A California court of appeal reversed the district court’s decision and allowed the physician’s  litigation to proceed.  The court held that the physician could file suit against the hospital under the whistleblower law before exhausting all administrative proceedings concerning non-renewal of his clinical privileges.  In making that decision, the court cited recent California Supreme Court cases.  

In two recent cases interpreting the California Whistleblower Protection Act (Gov. Code, § 8547 et seq.), the California Supreme Court held that a state employee sanctioned by an agency need not file a mandate petition against the agency before suing it under the whistleblower statute. The court recognized the Legislature’s intent to encourage employees to report threats to public health without fear of retribution. (Runyon v. Board of Trustees of California State University (2010) 48 Cal.4th 760, 763, 774; State Bd. of Chiropractic Examiners v. Superior Court (2009) 45 Cal.4th 963, 977- 978.) For the same reason, prior filing of writ proceedings also is not required here.

While the court allowed Dr. Fahlen’s whistleblower claims and one other claim for declaratory judgment to move forward, the court said the physician would have to exhaust administrative remedies on his other common law and statutory causes of action, which also involved issues related to the non-renewal of his medical staff membership.

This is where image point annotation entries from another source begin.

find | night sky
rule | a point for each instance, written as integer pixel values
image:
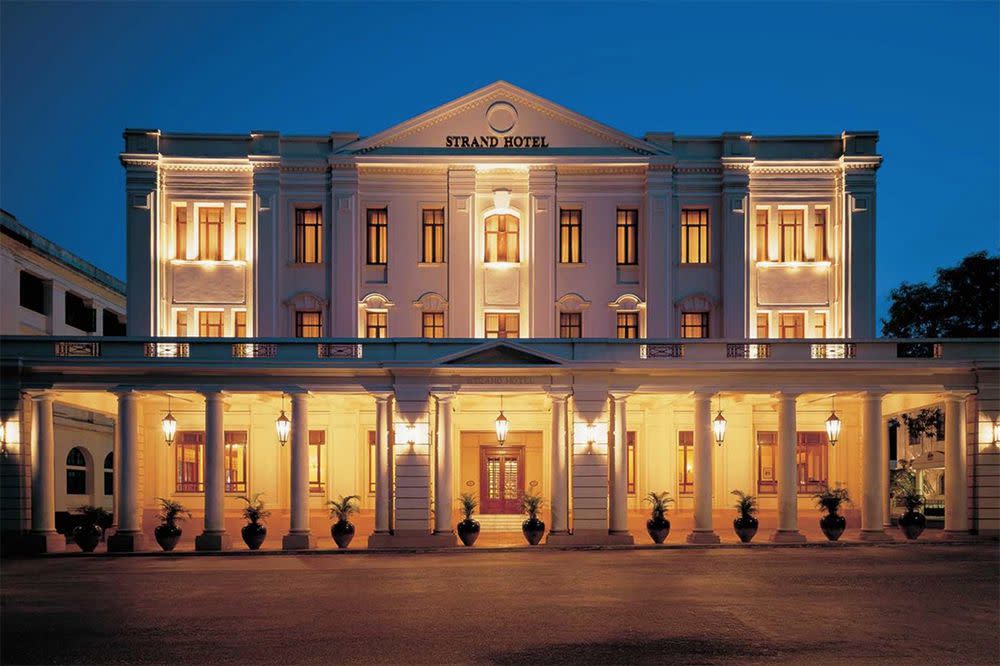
(925, 75)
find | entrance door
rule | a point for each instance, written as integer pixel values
(502, 479)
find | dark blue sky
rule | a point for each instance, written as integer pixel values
(925, 75)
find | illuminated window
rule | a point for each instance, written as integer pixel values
(502, 325)
(240, 222)
(317, 473)
(210, 324)
(308, 235)
(694, 324)
(569, 236)
(628, 237)
(819, 236)
(791, 325)
(433, 324)
(570, 325)
(236, 461)
(377, 324)
(685, 462)
(433, 236)
(790, 231)
(378, 237)
(628, 325)
(308, 324)
(503, 238)
(694, 236)
(210, 234)
(761, 237)
(180, 232)
(811, 463)
(240, 323)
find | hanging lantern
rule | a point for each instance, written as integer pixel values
(283, 425)
(501, 425)
(833, 424)
(169, 425)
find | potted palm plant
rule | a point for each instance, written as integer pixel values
(167, 533)
(254, 532)
(828, 500)
(342, 531)
(745, 523)
(87, 534)
(533, 528)
(658, 526)
(468, 529)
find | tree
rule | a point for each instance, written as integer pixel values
(964, 302)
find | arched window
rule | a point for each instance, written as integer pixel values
(109, 474)
(76, 472)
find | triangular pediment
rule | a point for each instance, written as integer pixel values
(502, 119)
(500, 353)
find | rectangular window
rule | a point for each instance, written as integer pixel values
(761, 236)
(190, 448)
(503, 239)
(570, 325)
(819, 236)
(630, 461)
(317, 471)
(180, 232)
(236, 461)
(811, 450)
(685, 462)
(502, 325)
(569, 236)
(210, 234)
(433, 236)
(790, 228)
(694, 236)
(378, 236)
(240, 223)
(791, 325)
(239, 323)
(628, 237)
(376, 324)
(33, 293)
(79, 314)
(308, 324)
(694, 324)
(432, 324)
(628, 325)
(210, 324)
(308, 235)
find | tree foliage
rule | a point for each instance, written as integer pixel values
(963, 302)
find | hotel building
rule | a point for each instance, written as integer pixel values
(609, 295)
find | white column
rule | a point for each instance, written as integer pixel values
(444, 501)
(299, 536)
(872, 472)
(44, 537)
(214, 537)
(787, 472)
(704, 449)
(559, 466)
(956, 515)
(129, 536)
(618, 501)
(382, 464)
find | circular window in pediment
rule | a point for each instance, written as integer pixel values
(501, 117)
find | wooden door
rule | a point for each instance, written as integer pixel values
(501, 479)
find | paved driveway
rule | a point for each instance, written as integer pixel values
(919, 604)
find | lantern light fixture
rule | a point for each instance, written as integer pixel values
(833, 423)
(169, 425)
(283, 425)
(501, 425)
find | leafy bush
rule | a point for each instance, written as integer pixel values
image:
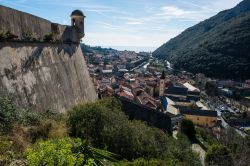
(107, 127)
(188, 128)
(67, 151)
(48, 37)
(8, 114)
(2, 35)
(218, 155)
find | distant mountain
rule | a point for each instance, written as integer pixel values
(218, 47)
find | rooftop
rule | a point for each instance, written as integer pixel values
(176, 90)
(77, 13)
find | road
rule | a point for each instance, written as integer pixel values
(202, 153)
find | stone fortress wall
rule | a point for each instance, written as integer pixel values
(42, 76)
(18, 23)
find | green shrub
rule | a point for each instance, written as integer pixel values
(48, 37)
(107, 127)
(188, 128)
(8, 114)
(2, 35)
(67, 151)
(218, 155)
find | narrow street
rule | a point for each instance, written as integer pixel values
(202, 153)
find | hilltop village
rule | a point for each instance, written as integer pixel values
(153, 85)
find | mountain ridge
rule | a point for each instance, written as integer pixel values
(219, 43)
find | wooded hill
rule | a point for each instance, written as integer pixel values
(218, 47)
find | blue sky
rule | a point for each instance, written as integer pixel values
(138, 23)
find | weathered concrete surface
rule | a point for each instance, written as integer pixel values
(44, 76)
(19, 23)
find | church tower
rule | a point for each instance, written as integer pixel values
(162, 84)
(77, 21)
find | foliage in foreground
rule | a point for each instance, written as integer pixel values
(107, 127)
(66, 151)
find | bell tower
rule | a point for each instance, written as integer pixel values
(162, 84)
(77, 21)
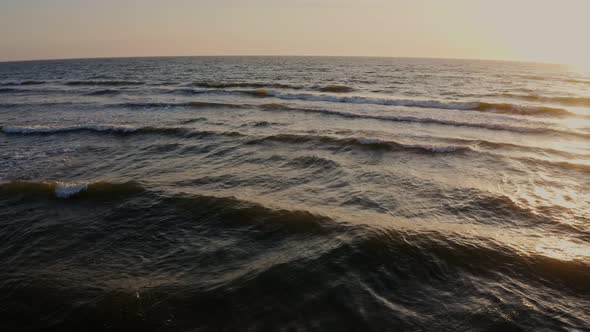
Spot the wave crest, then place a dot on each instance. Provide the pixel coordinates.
(103, 83)
(71, 189)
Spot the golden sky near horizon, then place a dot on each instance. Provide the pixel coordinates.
(528, 30)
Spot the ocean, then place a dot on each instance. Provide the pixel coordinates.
(294, 194)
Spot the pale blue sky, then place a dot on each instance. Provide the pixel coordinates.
(541, 30)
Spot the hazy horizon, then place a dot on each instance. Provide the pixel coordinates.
(529, 31)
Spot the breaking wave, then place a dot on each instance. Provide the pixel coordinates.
(22, 83)
(489, 126)
(367, 143)
(106, 92)
(103, 83)
(569, 101)
(70, 189)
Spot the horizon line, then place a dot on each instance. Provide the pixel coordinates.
(285, 56)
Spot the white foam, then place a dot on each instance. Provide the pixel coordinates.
(429, 148)
(66, 190)
(378, 101)
(48, 129)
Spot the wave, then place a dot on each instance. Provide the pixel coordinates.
(503, 108)
(106, 92)
(192, 104)
(22, 83)
(255, 85)
(507, 108)
(71, 189)
(202, 104)
(12, 90)
(260, 85)
(52, 130)
(336, 88)
(366, 143)
(103, 83)
(489, 126)
(118, 130)
(569, 101)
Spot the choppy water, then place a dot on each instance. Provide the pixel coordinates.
(179, 194)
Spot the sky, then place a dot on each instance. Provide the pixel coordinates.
(525, 30)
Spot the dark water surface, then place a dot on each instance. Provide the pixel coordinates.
(294, 194)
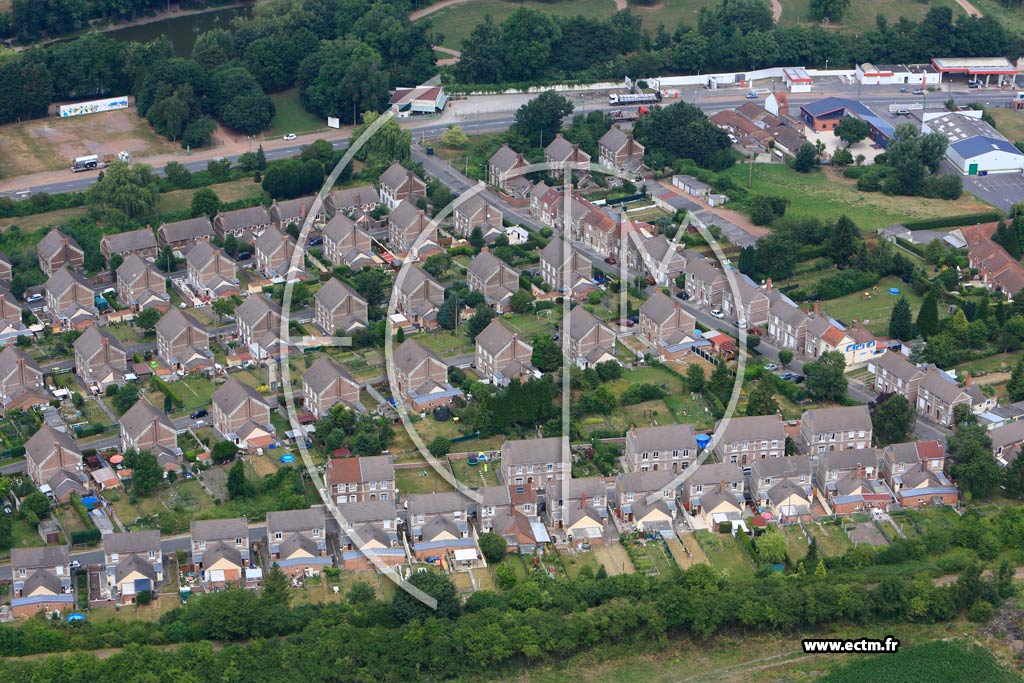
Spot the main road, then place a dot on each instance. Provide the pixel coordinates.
(497, 121)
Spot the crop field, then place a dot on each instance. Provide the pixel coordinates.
(49, 144)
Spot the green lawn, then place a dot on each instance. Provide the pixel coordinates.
(826, 195)
(872, 311)
(180, 200)
(725, 554)
(457, 22)
(291, 118)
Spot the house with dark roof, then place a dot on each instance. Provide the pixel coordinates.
(297, 541)
(670, 447)
(22, 383)
(181, 235)
(212, 273)
(591, 341)
(503, 356)
(144, 427)
(48, 455)
(617, 150)
(275, 256)
(369, 536)
(141, 286)
(493, 278)
(41, 581)
(747, 439)
(398, 183)
(363, 198)
(133, 563)
(828, 429)
(825, 114)
(664, 322)
(244, 224)
(57, 250)
(70, 299)
(504, 172)
(327, 383)
(285, 213)
(347, 244)
(535, 462)
(358, 480)
(566, 269)
(915, 474)
(243, 416)
(220, 551)
(410, 227)
(183, 343)
(418, 296)
(337, 307)
(99, 358)
(422, 377)
(140, 242)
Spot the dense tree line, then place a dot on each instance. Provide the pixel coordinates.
(734, 35)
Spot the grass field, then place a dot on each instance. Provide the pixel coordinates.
(1009, 122)
(49, 144)
(861, 14)
(180, 200)
(290, 117)
(872, 311)
(826, 195)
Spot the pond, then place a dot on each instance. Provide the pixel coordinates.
(181, 31)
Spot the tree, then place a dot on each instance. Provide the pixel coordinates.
(223, 452)
(547, 356)
(146, 319)
(36, 503)
(439, 447)
(771, 546)
(494, 547)
(762, 399)
(521, 302)
(825, 378)
(146, 474)
(538, 121)
(1015, 386)
(238, 483)
(408, 607)
(892, 419)
(455, 137)
(928, 314)
(481, 318)
(901, 321)
(852, 130)
(806, 159)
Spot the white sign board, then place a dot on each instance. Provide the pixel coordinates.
(94, 107)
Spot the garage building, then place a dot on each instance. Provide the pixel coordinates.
(975, 147)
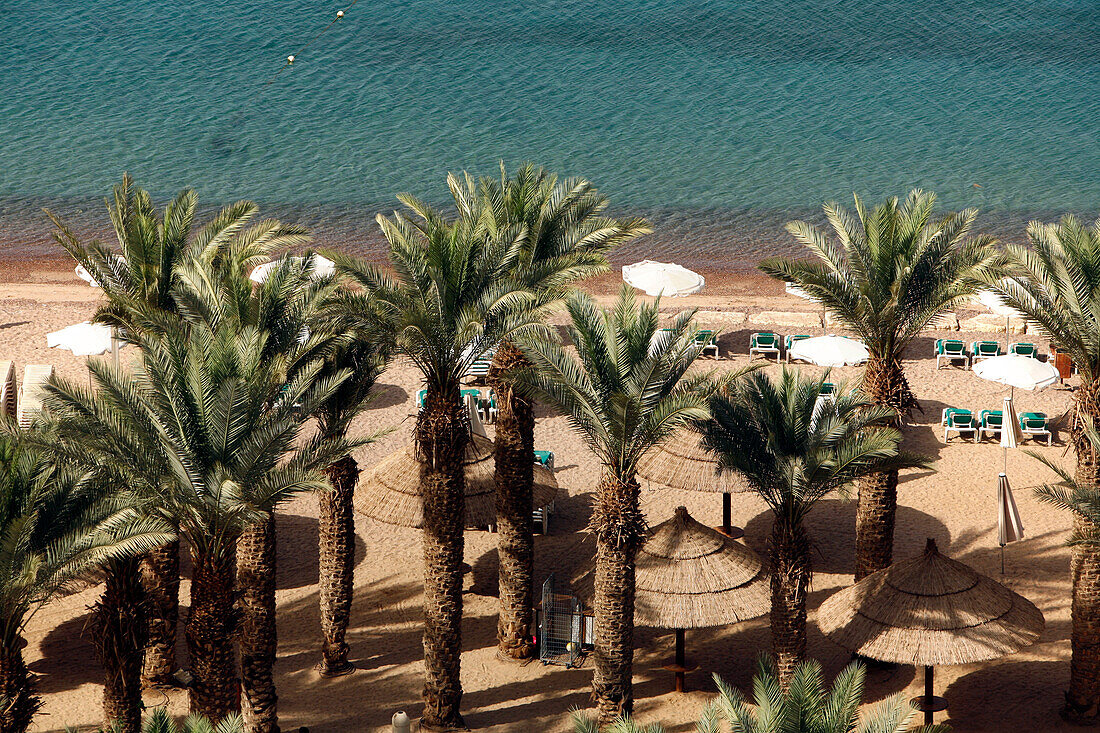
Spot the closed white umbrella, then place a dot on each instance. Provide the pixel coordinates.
(321, 267)
(829, 351)
(1016, 371)
(666, 279)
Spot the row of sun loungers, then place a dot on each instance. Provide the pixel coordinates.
(988, 423)
(953, 350)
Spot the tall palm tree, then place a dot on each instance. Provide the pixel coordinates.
(624, 393)
(451, 299)
(891, 272)
(565, 238)
(136, 279)
(57, 524)
(793, 449)
(1057, 287)
(364, 357)
(196, 426)
(805, 708)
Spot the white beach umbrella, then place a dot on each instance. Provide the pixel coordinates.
(829, 351)
(796, 292)
(321, 267)
(1016, 371)
(83, 273)
(84, 339)
(666, 279)
(476, 427)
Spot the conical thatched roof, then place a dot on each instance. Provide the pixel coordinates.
(389, 491)
(682, 462)
(930, 611)
(692, 577)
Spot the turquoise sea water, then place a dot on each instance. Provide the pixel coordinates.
(718, 119)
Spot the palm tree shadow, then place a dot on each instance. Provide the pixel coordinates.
(832, 529)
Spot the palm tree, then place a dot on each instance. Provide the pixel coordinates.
(891, 272)
(136, 279)
(451, 299)
(57, 525)
(793, 449)
(625, 392)
(196, 426)
(565, 238)
(805, 708)
(364, 358)
(1057, 287)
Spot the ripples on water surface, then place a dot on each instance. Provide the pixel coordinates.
(721, 120)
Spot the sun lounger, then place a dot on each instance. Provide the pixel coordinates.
(989, 423)
(708, 340)
(33, 392)
(981, 350)
(765, 345)
(1036, 425)
(1023, 349)
(952, 350)
(791, 340)
(9, 398)
(957, 420)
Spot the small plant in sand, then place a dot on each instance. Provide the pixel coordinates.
(806, 707)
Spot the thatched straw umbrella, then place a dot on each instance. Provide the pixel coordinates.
(689, 576)
(930, 611)
(682, 462)
(391, 490)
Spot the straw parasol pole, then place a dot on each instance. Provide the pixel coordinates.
(389, 491)
(930, 611)
(683, 462)
(689, 576)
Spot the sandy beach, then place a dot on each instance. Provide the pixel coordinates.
(955, 504)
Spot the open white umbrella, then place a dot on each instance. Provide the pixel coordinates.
(84, 339)
(666, 279)
(829, 351)
(1016, 371)
(321, 267)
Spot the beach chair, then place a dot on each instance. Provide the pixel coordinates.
(989, 423)
(487, 406)
(957, 420)
(765, 345)
(981, 350)
(1036, 425)
(1023, 349)
(952, 350)
(32, 393)
(545, 458)
(9, 398)
(708, 340)
(791, 340)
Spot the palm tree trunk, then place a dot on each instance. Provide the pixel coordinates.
(514, 456)
(255, 579)
(19, 700)
(337, 561)
(619, 527)
(886, 384)
(442, 433)
(790, 580)
(160, 571)
(1082, 698)
(119, 637)
(215, 691)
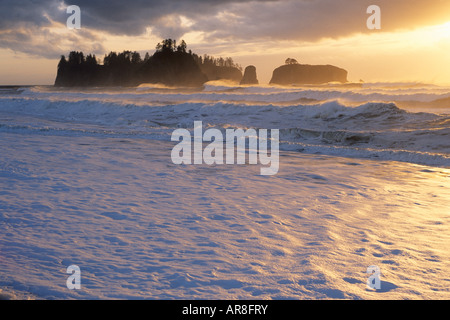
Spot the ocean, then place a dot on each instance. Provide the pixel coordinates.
(86, 179)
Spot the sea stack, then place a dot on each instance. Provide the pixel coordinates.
(295, 74)
(249, 76)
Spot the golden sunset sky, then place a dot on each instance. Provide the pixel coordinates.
(412, 45)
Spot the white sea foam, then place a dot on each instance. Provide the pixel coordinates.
(86, 179)
(351, 119)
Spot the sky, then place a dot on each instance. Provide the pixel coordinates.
(413, 43)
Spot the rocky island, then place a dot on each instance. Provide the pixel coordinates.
(293, 73)
(171, 65)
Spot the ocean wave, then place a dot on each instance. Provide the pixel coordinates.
(370, 129)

Our Insight.  Your Advantage.  If the California Supreme Court sides with Dr. Fahlen, then we will likely see an increase in whistleblower claims by medical personnel, particularly physicians.  While allowing legitimate whistleblower claims to proceed may make sense, some physicians may use this as a litigation tactic against hospitals.  Physicians who are facing termination or non-renewal of privileges will be searching for any way to create a claim that can survive the peer review process and skip the administrative process by emphasizing that the hospital’s conduct (or its agent’s conduct) presents a public danger.  Further, in the current enforcement environment, help is unlikely to come in the form of legislation.  Both state and federal governments are increasingly reliant upon whistleblower actions to recover fraudulent healthcare funds, and recent legislation has authorized additional whistleblower claims.  The government views whistleblower activity as an appropriate mechanism to uncover and stop dangerous conduct that constitutes public harm.

Hospitals should be prepared for whistleblower cases with policies and practices that set out the appropriate response and process for such claims.  Hospitals should also review their peer review processes to ensure they employ best practices and comply with law in order to increase the chances that any decision made by the hospital and its peer review committee will be upheld.  Finally, providers should develop a response capability that will promptly evaluate and rebut allegations raised during  peer review proceedings that generate public safety issues.